Confidence in Vietnam’s residential property market in the fourth quarter of last year hit its highest level since 2013, the Vietnam News Agency cited a Financial Times Confidential Research survey as saying.
The business newspaper's research service found that potential home buyers in Vietnam were more confident in their plans to buy property than most other neighboring countries in Southeast Asia.
The survey found that 8.5 percent of Vietnamese people said they planned to buy an apartment this year, compared to only 2.6 percent of Indonesian respondents.
Around 70 percent of Vietnamese respondents expected residential property prices to increase in the first half of this year, compared to only 53 percent of those surveyed in Indonesia.

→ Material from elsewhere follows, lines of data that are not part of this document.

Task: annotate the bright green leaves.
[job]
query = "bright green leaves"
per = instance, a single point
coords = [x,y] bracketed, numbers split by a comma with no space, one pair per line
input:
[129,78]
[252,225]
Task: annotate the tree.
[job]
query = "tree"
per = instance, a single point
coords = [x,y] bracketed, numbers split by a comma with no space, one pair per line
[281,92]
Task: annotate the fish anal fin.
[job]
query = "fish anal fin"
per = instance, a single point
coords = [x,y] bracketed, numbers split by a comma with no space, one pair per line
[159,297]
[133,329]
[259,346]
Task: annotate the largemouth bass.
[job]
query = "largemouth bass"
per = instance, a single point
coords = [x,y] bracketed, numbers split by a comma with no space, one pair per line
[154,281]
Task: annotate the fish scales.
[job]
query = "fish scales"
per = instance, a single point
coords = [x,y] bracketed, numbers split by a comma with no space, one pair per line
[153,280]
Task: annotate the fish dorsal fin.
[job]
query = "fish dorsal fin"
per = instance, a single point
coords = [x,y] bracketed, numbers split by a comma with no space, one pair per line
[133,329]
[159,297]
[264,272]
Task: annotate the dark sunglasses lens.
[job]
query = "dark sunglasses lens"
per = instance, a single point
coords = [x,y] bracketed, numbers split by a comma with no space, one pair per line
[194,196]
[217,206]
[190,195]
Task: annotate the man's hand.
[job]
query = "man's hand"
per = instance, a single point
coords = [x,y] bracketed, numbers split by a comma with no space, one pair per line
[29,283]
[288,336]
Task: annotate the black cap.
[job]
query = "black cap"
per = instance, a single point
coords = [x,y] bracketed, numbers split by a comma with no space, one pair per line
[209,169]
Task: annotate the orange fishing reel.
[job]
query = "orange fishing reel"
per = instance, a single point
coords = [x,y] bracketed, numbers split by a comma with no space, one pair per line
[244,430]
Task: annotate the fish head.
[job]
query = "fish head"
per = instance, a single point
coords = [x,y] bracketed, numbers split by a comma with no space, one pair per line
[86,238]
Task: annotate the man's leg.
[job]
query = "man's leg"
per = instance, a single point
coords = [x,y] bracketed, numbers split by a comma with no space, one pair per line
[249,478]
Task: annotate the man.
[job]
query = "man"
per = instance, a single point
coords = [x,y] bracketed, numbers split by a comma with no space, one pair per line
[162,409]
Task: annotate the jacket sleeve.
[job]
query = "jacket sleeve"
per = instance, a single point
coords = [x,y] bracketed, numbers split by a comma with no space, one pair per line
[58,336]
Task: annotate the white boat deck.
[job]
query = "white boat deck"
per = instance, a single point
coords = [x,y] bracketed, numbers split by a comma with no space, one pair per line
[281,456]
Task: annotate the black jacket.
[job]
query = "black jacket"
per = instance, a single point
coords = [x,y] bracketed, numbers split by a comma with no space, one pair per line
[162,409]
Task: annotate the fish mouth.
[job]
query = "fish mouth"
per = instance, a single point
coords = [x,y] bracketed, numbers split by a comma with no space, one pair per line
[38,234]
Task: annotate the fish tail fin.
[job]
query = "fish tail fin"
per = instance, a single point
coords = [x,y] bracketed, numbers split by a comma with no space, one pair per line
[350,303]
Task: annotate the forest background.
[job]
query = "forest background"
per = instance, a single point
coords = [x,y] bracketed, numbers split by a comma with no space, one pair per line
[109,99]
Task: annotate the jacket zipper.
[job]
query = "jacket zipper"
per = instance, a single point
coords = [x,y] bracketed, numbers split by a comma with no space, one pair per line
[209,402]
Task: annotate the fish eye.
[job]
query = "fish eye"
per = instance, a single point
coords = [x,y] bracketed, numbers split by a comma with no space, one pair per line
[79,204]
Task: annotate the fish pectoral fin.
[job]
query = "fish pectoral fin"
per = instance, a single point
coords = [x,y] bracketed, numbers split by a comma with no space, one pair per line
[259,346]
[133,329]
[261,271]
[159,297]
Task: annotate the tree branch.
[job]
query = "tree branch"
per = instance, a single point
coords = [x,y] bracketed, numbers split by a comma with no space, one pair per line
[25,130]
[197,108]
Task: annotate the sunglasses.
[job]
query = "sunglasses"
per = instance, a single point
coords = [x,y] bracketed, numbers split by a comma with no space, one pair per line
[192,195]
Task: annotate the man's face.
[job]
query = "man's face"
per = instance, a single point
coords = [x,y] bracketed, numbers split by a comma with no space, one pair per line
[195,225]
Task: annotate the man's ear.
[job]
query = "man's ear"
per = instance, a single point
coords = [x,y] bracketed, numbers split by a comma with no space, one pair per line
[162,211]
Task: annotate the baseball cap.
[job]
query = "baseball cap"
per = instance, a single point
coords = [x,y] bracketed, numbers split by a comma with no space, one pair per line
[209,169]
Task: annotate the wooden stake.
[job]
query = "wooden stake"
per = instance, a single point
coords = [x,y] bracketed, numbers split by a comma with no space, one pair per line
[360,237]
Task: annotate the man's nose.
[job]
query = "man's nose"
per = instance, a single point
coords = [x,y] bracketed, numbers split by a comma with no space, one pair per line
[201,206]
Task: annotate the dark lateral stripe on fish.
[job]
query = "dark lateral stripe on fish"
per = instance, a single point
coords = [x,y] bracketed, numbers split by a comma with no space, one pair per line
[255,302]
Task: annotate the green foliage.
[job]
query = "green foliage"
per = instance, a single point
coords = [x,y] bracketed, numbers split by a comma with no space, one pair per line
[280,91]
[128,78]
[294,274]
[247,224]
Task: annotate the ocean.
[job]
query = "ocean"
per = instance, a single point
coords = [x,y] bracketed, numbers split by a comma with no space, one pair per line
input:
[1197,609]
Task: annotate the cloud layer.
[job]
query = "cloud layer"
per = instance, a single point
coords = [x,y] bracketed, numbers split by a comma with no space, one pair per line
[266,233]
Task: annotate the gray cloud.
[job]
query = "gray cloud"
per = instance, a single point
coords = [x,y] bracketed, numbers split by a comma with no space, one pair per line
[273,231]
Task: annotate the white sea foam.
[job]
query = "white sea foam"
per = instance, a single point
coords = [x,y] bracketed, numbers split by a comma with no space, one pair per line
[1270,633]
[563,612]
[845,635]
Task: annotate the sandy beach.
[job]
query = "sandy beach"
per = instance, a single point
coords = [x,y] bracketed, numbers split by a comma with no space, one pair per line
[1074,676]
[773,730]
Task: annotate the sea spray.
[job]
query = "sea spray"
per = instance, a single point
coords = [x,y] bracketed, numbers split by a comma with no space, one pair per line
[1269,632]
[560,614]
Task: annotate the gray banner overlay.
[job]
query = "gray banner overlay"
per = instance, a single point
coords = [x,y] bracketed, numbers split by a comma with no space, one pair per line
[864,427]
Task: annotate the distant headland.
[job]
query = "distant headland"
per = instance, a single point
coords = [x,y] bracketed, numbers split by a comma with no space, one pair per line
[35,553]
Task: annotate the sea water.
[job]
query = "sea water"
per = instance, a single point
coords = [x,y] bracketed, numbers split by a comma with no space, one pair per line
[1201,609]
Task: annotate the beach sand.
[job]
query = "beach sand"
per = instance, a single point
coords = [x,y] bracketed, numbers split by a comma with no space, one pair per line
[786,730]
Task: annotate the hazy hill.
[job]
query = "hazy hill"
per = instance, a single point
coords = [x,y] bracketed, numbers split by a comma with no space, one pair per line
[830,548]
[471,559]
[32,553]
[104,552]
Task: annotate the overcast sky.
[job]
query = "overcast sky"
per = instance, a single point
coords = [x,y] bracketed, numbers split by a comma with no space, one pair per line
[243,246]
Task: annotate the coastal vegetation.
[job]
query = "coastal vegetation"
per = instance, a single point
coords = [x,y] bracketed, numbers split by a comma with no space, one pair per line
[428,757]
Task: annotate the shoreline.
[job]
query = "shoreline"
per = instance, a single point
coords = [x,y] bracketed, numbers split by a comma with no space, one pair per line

The country’s residential property market recovery has been largely driven by improved access to bank credit, low inflation and stable economic growth, along with accelerated urbanization and an expanding middle-class population with higher incomes, the survey indicated.
In addition, the survey attributed the market’s surge to the government’s decision to allow foreigners to purchase property.
In 2015, Vietnam relaxed restrictions on foreign ownership of property to lure foreign investment needed to boost market liquidity saddled with an oversupply since the real estate bubble burst in 2011.
The amended law, effective from mid-2015, allows foreign investment funds, foreigners with valid visas, international firms operating in Vietnam and overseas Vietnamese to buy residential property.
There are promising times ahead for the local real estate market as demand from foreign buyers will drive market growth, local media cited the Vietnam Real Estate Association (VNREA) as saying in a report last November.
The number of foreigners living in the country has reached 320,000, the property association estimated.
Investors with business interests in Vietnam from Singapore, South Korea, China and Japan were the most likely to buy property, the VNREA added.
Foreign investment in real estate accounted for 6.9 percent of the $24.4 billion in newly registered FDI to flow into Vietnam in 2016, the Ministry of Planning and Investment said in a report.
FDI inflows into real estate reached $345.5 million in the first two months of this year, equal to 10.1 percent of new investments during that period, according to official data.
The Vietnamese market is expected to remain on an upswing, particularly relative to other markets in Southeast Asia, said the independent research service from the Financial Times.